The fantasy realm map gives me nightmares. The idea of randomly jumbling terrain is an interesting one, but they take it too far. If there were slightly larger areas devoted to each region, it might be tolerable, but each individual tile being randomly generated is just too much. City placement is like throwing darts.

Anyway, I think a bit more flexibility would be good, but there needs to remain some challenge in securing various resources.
 
I can allow suspension of disbelief regarding most of the resource placement tendencies but I do have a personal qualm with one in particular: deer. CivIV deer only show up in tundra squares (unless in a starting BFC, in which the tundra was switched to plains). I live in upstate NY, which is a far cry from tundra. Yet the tile which represents the area that I live, along with the 8 adjacent tiles, should all have between 7-8 deer resources.
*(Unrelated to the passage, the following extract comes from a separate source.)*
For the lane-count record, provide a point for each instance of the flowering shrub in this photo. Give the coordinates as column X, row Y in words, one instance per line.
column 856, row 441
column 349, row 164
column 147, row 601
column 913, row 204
On a similar note, I find some of the resources becoming obsolete with some of the technologies questionable (fur and ivory, in particular). Yet the side of many of the roads in my area would indicate a correlation between the advent of the car (combustion + replaceable parts?) and trends towards the obsolesence of deer.
 
Minerals don't care about the climate. The idea that silver would only appear in tundra is absurd. A better way to encourage expansion/trade would be to discourage placing gold, silver, and gems near each other, but not basing it on climate.